From the standpoint of the guys currently on the roster, there is nothing to lose with trying to make the playoffs. The veterans will feel a bit at ease knowing that the young kids aren’t going to lay down when the going gets tough. Trying to be successful in spite of team management “giving up” on the season is a good sign that these rookies will be able to handle adversity as they mature with the big club.

As I mentioned, this wouldn’t just be a positive experience for the youngsters, but the veterans as well. The Blueshirts were 0-6-1 before the deadline and morale was not good, to say the least. But now that they have gotten back in the win column, you see guys smiling again, something they haven’t done much of since the calendar turned to 2018. Henrik Lundqvist, the team’s leader, and future Hall-of-Famer, is starting to enjoy his season again, as we can see here in his interview with team reporter Amanda Borges.

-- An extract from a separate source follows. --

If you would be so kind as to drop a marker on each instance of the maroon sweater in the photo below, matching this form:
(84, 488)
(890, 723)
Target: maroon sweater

When it comes to the draft, and looking ahead toward next season, the Rangers are in an interesting spot. Regardless of where in the standings the team finishes, there was a little-to-no chance of Jeff Gorton having the number one pick; which means that barring a blockbuster trade for the top pick, Rasmus Dahlin’s services would not be featured on Broadway 41 times a year. Even if the Rangers won just five of their remaining 16 games the rest of the season, and the teams at the bottom of the standings won 3/4 of their remaining games, the Blueshirts still wouldn’t have a real good shot at the number one pick.

So once you aren’t getting the first overall pick, why not push for the playoffs? The Rangers have three picks in the opening round of the 2018 Entry Draft. Two of those picks were acquired in deadline deals with Boston and Tampa Bay, and based on the way those teams are playing, they will be late first-round picks. So if you think about it, the Rangers are very likely to have three choices after pick number ten. That is three top-level talents that can fill three important areas of the team. With this in mind, let’s take a look at a couple of potential targets for the Blueshirts in the later parts of the first-round.


Joe Veleno, Center, Drummondville Voltigeurs (QMJHL)

At 6’1″ and 195 lbs., Veleno has the size and skill that will make a lot of teams jump into taking the 18-year-old. Veleno is the first player in QMJHL history to be granted “exceptional status”, which allowed Veleno to enter the Canadian Junior Hockey ranks at the measly age of 15. Last season, Veleno had 40 points (13G, 27A) with Saint John’s. This year saw Veleno get traded from Saint John’s to Drummondville mid-season. Prior to the deal, Veleno had 31 points (6G, 25A) in 31 games. After heading southwest, Veleno continued his high-level production, putting up 38 points (11G, 27) in 27 games with the Voltigeurs. He probably won’t be NHL-ready at the end of this year, but he is taking all the right steps to being an NHL talent.

USA Hockey

K’Andre Miller, Defense, USNTDP

We all know of the Rangers and their depth of blue line talent, but as the saying goes, “you can never have too many defensemen.” Miller stands at 6’3″ and 205 lbs., easily making him one of the bigger prospects. He is a former forward, much like Dustin Byfuglien, who is “an elite skater.” That skating ability has led Miller to 36 points (11G, 25A) in 66 games this season with the US National Development Program. He still has some work to do on the defensive end of the puck, as do some other Rangers defensive prospects, but being able to skate in today’s NHL is paramount to being a successful professional hockey player.

The Rangers are in a unique position. They can either be content with however the season finishes, or they can go for it and see what happens. Either way, from my perspective, there really is no downside. If they make the playoffs, which I don’t think will happen, but if they make the playoffs, it’s a great anecdote on a less than average season. If they don’t make the postseason, it is nothing less than what was expected. Whether the Rangers have an early first-round pick or not, this summer will be exciting in Rangerstown. And making the playoffs in the spring would make it just a little bit sweeter.